For Impact

Blog

No More Not-For-Profit

Daily Nuggets | | Tom Suddes

Why do we define ourselves in the negative? It makes no sense.

Does your organization exist to not make any money?

Or, does it exist to save lives, change lives and impact lives?

Anyone who has barely even touched the surface of our For Impact thinking knows that right under our Controlling Insight of IMPACT drives INCOME (not the other way around) is the idea that this is NOT about not-for-profit, 501c3, tax-exempt, charity, etc.

We are the only industry/sector which defines itself in the NEGATIVE! (It is the equivalent of Starbucks calling themselves a ‘Not-tea’ company or Southwest saying “We’re in the ‘not-train’ business.”)

Stop defining yourself by what you’re not.

Start defining yourself by what you are for: IMPACT.
 

More than a shift in language we need a different way of being.

This shift is about attitude. It’s about your purpose (the WHY). It’s about re-thinking an entire sector (or two).

In 1950, Earl Nightingale wrote The Strangest Secret. The secret (common to many beliefs, all sectors, and all definitions of success): We become what we think about.

What becomes of us when our entire thinking is about ‘nonprofit’?
What if we think, instead, about changing the world?

 

The For Impact Movement

We’ve been sharing this message for the last 15 years and living it for longer than that.
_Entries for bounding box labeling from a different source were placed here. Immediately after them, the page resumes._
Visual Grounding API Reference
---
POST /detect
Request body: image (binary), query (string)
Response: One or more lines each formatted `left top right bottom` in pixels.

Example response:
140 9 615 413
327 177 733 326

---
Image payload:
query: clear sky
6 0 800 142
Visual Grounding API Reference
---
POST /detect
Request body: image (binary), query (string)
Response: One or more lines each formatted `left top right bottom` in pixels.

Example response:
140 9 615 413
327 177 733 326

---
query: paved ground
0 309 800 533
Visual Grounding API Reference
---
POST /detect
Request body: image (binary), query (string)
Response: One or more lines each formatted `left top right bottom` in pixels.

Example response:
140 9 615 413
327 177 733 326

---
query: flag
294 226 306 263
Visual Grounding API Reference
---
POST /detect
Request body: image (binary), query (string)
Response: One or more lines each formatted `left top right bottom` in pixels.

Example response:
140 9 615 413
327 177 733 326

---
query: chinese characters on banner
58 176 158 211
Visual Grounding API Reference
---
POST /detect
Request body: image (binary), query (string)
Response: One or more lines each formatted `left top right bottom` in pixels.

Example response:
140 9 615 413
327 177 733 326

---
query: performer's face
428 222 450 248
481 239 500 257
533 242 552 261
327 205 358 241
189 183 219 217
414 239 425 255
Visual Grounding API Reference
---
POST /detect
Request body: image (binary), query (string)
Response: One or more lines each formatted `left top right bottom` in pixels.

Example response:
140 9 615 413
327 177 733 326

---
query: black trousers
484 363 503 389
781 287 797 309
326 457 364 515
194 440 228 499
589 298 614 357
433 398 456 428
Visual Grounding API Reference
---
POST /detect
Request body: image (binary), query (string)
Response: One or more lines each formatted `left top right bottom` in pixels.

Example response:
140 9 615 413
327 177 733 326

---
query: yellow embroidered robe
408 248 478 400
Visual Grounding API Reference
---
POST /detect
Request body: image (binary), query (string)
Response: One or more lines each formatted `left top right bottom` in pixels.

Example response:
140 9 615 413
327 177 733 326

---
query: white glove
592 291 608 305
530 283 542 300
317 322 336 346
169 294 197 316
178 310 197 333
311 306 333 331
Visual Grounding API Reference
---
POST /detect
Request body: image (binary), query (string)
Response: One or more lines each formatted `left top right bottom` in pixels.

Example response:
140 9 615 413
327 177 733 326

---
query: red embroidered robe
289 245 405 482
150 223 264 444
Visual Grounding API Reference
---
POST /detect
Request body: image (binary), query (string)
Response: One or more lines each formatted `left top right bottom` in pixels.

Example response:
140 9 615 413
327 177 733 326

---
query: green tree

The past few years has given rise to an incredible conversation around this VOCABULARY and CHANGE.
 

Think not and be not about:

Charity, 501c3.

Tin Cups or Begging.

Not-for-profit OR for-profit.

Think about and be about:

An organization that is Changing the World.

Selling your Vision.

For Impact!

 

Note: Here is some great thinking from Peter Drucker:

Every organization has to abandon almost everything it does.

No ‘some’ orgs… need to ‘tweak’… some ‘things.’ What if you abandoned:

Direct mail. Lengthy Case Statements. Feasibility Studies. Volunteer Solicitations. Survival Pitches. Small thinking. Cultivation. Special events (that aren’t special and don’t raise money). Letters that read “We are a 501(c)3” (who cares?). Committee Reports. Etc.